Adolescent, l’accusé « fréquente des jeunes gens dont certains homosexuels », explique sa mère.  « Une montre de valeur » à son poignet éveille ses soupçons. Furieuse, elle va trouver la mère de celui qui « est connu comme un homosexuel notoire » pour interdire ces sorties. Mais ni la mère, ni le jeune homme de l’époque ne reconnaissent Gilles M. Qu’importe, à l’audience, elle prévient : « Si je l’avais su pour Bertrand Bilger et lui, ça aurait fait du foin ! » Maitre Metzger, avocat de la partie civile, monte au créneau : « A 35 ans, Gilles M. a-t-il le droit de fréquenter qui il veut ? »

« En tant que mère, on veut ce qu’il y a de mieux, on est là pour freiner certaines choses. Au point de vue financier, il n’avait rien à craindre, on était là, il n’avait pas besoin de fortune étrangère. »

La charrue avant les bœufs

Gilles M. a 24 ans quand il rencontre sa femme. Elle tombe enceinte deux mois plus tard. Il l’épouse l’année suivante. La mère lance :

« J’avais un homme à la maison et on me l’a volé. Ma fille s’est mariée, mon mari est décédé, il ne me reste que mon fils et voilà qu’on me le prend. En général, on ne met pas la charrue avant les bœufs. »

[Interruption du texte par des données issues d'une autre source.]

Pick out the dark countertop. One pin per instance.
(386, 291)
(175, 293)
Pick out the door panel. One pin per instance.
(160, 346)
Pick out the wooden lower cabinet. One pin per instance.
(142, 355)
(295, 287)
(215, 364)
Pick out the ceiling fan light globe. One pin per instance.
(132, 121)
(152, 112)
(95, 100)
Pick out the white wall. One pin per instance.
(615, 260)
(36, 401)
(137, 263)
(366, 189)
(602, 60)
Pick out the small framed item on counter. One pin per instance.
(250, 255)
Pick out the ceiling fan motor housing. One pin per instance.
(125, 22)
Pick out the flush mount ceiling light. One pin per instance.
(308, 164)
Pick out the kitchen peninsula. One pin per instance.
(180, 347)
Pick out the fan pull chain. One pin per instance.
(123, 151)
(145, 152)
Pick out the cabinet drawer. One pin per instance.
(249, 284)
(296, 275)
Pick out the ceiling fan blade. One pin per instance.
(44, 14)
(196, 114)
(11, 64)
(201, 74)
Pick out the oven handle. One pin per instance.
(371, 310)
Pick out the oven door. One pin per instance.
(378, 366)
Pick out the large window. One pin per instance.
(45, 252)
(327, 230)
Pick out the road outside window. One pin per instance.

Les relations avec la belle-fille sont très tendues. L’ex-femme explique :

« Elle a fait des lettres, elle venait sur mon lieu de travail, allait trouver mes ex-compagnons. En 2007, je découvre que Gilles a créé une société sans m’en parler et nous sommes criblés de dettes, son comportement change. »

Elle demande le divorce, elle, la « petite fonctionnaire » qui « mange des sandwichs à midi quand lui se permet des repas gastronomiques ». Après le divorce, « il n’est plus le même homme ». Le « père attentif, le mari aimant », lui laisse la garde des enfants, la maison, ne paie pas toujours la pension alimentaire. Elle sent qu’il dérape, craint qu’il « intente à sa propre vie ou à celle de ses enfants », tente d’alerter sa sœur, sa mère. En février 2009, elle demande une hospitalisation psychiatrique sous contrainte. « Il est entré un soir et ressorti le lendemain. »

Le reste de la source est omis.